ISSB Agrees on the Proposed Way Forward for Nature-Related Disclosures
22 April 2026
On 22 April 2026, the ISSB agreed on a proposed way forward for incorporating nature-related financial disclosures into the IFRS Sustainability Disclosure Standards framework. The decision marks a significant step toward formal standards-level guidance on biodiversity, ecosystems, and natural capital — areas that investors and regulators have increasingly flagged as financially material for a broad range of industries.
ISSB Agrees on the Proposed Way Forward for Nature-Related Disclosures
On 22 April 2026, the International Sustainability Standards Board (ISSB) agreed on its proposed way forward for nature-related financial disclosures, signalling the next phase of its sustainability standards programme beyond IFRS S1 General Requirements and IFRS S2 Climate-related Disclosures.
Why Nature Is on the ISSB's Agenda
While climate has dominated the sustainability reporting conversation since TCFD's launch in 2017, investors and regulators have increasingly recognised that biodiversity loss, ecosystem degradation, and natural capital depletion carry material financial risks for a wide range of industries — from agriculture and food to pharmaceuticals, mining, and financial services.
The Taskforce on Nature-related Financial Disclosures (TNFD), which published its final recommendations in September 2023, established a parallel architecture to TCFD: four pillars (Governance, Strategy, Risk & Impact Management, and Metrics & Targets) applied specifically to nature-related risks and opportunities. The TNFD framework has been adopted voluntarily by hundreds of organisations globally and was endorsed by the G7 and G20 as the primary vehicle for nature-related reporting.

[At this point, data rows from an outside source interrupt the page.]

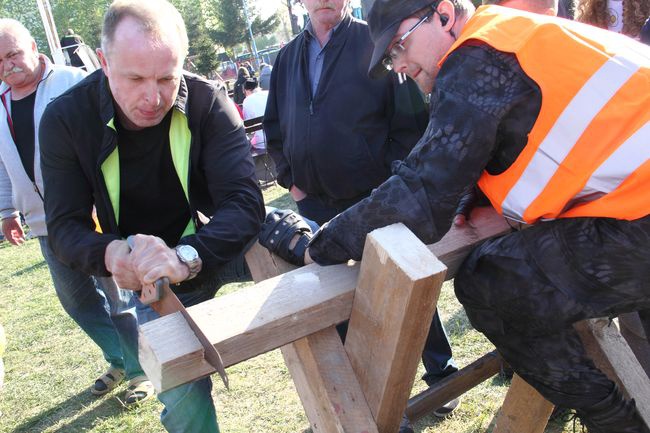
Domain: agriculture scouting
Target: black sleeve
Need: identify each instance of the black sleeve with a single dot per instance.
(274, 139)
(408, 116)
(476, 88)
(69, 198)
(229, 171)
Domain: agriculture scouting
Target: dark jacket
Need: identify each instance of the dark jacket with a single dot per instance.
(340, 142)
(76, 139)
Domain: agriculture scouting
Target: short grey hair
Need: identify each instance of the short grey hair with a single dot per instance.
(155, 16)
(535, 5)
(14, 28)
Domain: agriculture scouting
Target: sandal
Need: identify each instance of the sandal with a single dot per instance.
(107, 381)
(139, 390)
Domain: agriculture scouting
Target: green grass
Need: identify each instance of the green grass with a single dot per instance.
(50, 365)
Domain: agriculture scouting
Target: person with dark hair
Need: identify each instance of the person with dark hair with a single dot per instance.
(163, 157)
(254, 106)
(621, 16)
(242, 76)
(265, 76)
(334, 133)
(71, 44)
(573, 164)
(546, 7)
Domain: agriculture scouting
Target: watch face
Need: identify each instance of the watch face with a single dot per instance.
(187, 253)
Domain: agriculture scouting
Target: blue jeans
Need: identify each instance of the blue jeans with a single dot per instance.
(189, 408)
(104, 312)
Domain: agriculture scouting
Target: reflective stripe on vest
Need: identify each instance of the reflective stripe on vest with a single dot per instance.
(180, 138)
(588, 153)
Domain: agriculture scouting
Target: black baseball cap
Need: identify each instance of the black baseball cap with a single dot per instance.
(384, 19)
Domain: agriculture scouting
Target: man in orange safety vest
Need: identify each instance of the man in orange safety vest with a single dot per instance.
(552, 119)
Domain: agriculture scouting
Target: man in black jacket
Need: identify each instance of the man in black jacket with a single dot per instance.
(155, 151)
(587, 252)
(334, 133)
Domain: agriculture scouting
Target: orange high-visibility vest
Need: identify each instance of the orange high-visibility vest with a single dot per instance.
(588, 153)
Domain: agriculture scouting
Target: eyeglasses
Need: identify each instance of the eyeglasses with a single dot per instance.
(398, 48)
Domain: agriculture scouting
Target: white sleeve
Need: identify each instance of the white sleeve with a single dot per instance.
(6, 197)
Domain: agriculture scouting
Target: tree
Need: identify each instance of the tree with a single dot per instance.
(229, 23)
(84, 16)
(201, 49)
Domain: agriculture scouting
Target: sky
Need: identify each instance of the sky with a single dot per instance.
(268, 6)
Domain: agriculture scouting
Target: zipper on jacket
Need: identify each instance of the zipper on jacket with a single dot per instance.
(38, 191)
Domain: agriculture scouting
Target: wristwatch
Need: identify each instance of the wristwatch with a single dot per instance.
(190, 258)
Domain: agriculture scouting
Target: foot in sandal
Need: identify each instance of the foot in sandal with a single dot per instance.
(107, 381)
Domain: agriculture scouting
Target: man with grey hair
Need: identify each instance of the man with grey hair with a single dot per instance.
(30, 82)
(156, 151)
(561, 8)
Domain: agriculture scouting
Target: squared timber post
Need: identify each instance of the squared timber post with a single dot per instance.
(396, 296)
(320, 369)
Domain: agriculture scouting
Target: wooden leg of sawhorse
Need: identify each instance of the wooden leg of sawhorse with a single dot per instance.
(612, 355)
(525, 410)
(365, 387)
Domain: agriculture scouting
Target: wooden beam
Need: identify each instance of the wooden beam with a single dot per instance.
(453, 386)
(327, 386)
(632, 329)
(254, 320)
(611, 354)
(280, 310)
(320, 369)
(396, 296)
(174, 330)
(452, 249)
(524, 410)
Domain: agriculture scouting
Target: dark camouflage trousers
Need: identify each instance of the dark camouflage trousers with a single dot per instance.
(526, 289)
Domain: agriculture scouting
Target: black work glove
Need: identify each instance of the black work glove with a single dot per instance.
(471, 197)
(278, 230)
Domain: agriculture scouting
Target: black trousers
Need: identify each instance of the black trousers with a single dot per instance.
(526, 289)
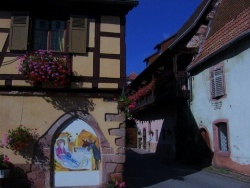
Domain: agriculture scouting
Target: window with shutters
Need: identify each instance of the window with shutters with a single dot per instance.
(217, 82)
(49, 35)
(60, 35)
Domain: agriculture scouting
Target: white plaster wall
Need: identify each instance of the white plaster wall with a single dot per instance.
(235, 107)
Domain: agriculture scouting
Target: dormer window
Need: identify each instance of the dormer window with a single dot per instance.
(217, 82)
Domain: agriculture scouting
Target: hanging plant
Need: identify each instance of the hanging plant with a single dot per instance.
(21, 140)
(43, 66)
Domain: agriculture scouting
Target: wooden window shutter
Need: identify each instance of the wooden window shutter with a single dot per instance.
(78, 35)
(19, 28)
(217, 82)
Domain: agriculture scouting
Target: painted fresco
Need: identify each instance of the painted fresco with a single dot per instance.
(77, 153)
(77, 150)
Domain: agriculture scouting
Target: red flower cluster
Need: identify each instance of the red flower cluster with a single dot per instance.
(43, 66)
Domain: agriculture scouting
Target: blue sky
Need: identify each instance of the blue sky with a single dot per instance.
(151, 22)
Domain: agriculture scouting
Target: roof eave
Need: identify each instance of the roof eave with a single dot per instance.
(232, 42)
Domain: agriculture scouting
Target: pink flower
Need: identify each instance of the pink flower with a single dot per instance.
(122, 184)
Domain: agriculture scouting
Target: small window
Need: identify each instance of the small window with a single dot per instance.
(223, 136)
(49, 35)
(63, 34)
(163, 134)
(217, 82)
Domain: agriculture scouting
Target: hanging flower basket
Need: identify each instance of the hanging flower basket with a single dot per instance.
(21, 140)
(44, 66)
(5, 166)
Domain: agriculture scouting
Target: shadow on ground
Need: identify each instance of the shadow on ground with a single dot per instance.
(145, 169)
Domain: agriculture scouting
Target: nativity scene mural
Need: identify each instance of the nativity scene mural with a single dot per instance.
(77, 149)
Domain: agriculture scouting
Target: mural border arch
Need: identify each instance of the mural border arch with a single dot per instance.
(44, 153)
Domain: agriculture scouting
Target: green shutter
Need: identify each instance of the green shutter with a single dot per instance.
(78, 35)
(19, 33)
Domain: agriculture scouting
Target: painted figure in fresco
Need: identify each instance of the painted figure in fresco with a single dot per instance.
(95, 150)
(64, 155)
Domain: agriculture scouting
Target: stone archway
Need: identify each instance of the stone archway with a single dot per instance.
(44, 150)
(205, 136)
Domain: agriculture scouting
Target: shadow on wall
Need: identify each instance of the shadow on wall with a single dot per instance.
(190, 146)
(182, 140)
(71, 103)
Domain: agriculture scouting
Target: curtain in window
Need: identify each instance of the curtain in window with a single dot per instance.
(41, 34)
(57, 35)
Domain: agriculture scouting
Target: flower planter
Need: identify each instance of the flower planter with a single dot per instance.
(4, 173)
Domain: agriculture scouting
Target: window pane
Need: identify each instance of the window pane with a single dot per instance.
(40, 34)
(57, 33)
(223, 138)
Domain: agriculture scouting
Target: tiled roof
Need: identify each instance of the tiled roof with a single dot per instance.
(191, 22)
(231, 22)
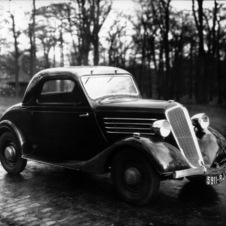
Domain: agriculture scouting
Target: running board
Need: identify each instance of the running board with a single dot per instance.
(75, 165)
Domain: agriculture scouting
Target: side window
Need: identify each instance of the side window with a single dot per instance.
(60, 91)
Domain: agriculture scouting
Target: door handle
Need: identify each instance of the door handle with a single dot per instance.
(84, 115)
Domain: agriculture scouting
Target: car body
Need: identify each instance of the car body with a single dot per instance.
(94, 119)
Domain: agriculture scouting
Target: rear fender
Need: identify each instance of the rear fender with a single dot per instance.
(164, 157)
(6, 126)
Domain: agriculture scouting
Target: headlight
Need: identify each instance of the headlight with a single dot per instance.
(202, 119)
(161, 127)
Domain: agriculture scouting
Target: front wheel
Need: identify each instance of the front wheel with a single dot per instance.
(10, 154)
(134, 178)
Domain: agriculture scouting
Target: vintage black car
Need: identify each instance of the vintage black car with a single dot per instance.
(93, 119)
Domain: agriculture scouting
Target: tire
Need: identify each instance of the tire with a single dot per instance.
(134, 178)
(10, 154)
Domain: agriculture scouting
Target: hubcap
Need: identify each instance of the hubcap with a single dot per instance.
(132, 176)
(10, 153)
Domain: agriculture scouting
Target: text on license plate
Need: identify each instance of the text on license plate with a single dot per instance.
(215, 179)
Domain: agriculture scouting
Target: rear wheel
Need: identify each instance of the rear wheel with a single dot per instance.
(10, 154)
(134, 178)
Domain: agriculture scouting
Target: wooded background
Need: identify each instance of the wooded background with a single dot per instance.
(173, 54)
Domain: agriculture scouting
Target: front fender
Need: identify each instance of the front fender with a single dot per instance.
(164, 157)
(213, 148)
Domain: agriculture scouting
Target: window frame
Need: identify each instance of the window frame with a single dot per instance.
(55, 78)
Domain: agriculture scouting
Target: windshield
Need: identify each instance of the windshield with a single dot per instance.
(108, 85)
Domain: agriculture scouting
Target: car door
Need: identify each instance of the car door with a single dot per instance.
(64, 123)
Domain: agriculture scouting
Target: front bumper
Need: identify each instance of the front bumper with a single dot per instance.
(201, 171)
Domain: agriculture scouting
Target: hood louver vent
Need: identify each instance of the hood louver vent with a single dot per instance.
(128, 125)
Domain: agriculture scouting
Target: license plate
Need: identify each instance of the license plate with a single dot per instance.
(215, 179)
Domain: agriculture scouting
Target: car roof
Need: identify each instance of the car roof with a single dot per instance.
(79, 71)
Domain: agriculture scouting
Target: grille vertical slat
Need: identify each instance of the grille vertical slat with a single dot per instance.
(184, 135)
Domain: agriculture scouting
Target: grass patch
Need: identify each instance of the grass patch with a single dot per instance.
(217, 115)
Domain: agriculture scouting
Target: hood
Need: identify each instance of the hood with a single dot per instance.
(137, 104)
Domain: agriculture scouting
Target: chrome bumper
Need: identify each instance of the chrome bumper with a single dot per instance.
(202, 171)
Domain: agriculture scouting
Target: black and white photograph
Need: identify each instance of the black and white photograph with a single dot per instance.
(112, 112)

The ISSB's decision builds directly on this momentum and on the interoperability commitment it has made with other sustainability frameworks.
What the ISSB Has Agreed
The ISSB's proposed way forward involves developing nature-related disclosure requirements that:
- Build on and are interoperable with the TNFD framework, avoiding duplication for entities already reporting under TNFD recommendations
- Apply the same four-pillar architecture as IFRS S1 and IFRS S2, ensuring structural consistency across the ISSB's standards suite
- Maintain the enterprise value focus of IFRS S1 and S2 — disclosures are designed to help investors assess financial risks and opportunities, not to produce a comprehensive environmental impact report
- Address sector-specific requirements for the industries most exposed to nature dependencies and impacts, informed by TNFD's sector guidance and SASB Standards
Connection to IFRS S1 and S2
Entities already applying IFRS S1 General Requirements for Disclosure of Sustainability-related Financial Information will find that the nature disclosures framework is designed to slot into the same reporting structure. IFRS S1 already requires entities to disclose material sustainability risks and opportunities beyond climate — nature-related risks that are currently considered material must already be disclosed under IFRS S1, even before a specific nature standard exists. The forthcoming requirements will provide the specific metrics, scenario analysis guidance, and sector-specific indicators that IFRS S1 leaves to preparers' judgement today.
Timeline and Next Steps
The ISSB's agreement on the way forward does not yet constitute an Exposure Draft or a final standard. The next steps typically involve:
1. Research and stakeholder outreach phase 2. Publication of an Exposure Draft (ED) open for public comment 3. Redeliberation and finalisation
Based on the ISSB's pace with IFRS S2 and its stated commitment to moving efficiently, an Exposure Draft could emerge in late 2026 or 2027. Entities preparing transition plans should monitor ISSB updates closely.
Who Should Pay Attention Now
- Agriculture, food and beverage, and consumer goods companies with significant land use and water dependency
- Mining, oil & gas, and chemicals companies with direct ecosystem impacts
- Financial institutions — banks, asset managers, and insurers — with portfolio exposure to nature-dependent sectors
- Pharmaceutical and biotech companies dependent on genetic resources and biodiversity
- Any entity already applying TNFD recommendations, as ISSB alignment will be high
Practical Takeaway
Companies that begin engaging with the TNFD framework now — conducting LEAP (Locate, Evaluate, Assess, Prepare) assessments, mapping nature dependencies in their value chains, and building internal data capabilities — will be best positioned when ISSB requirements become mandatory. The cost of building nature-related data infrastructure from scratch once a standard is issued will be substantially higher than starting the process now.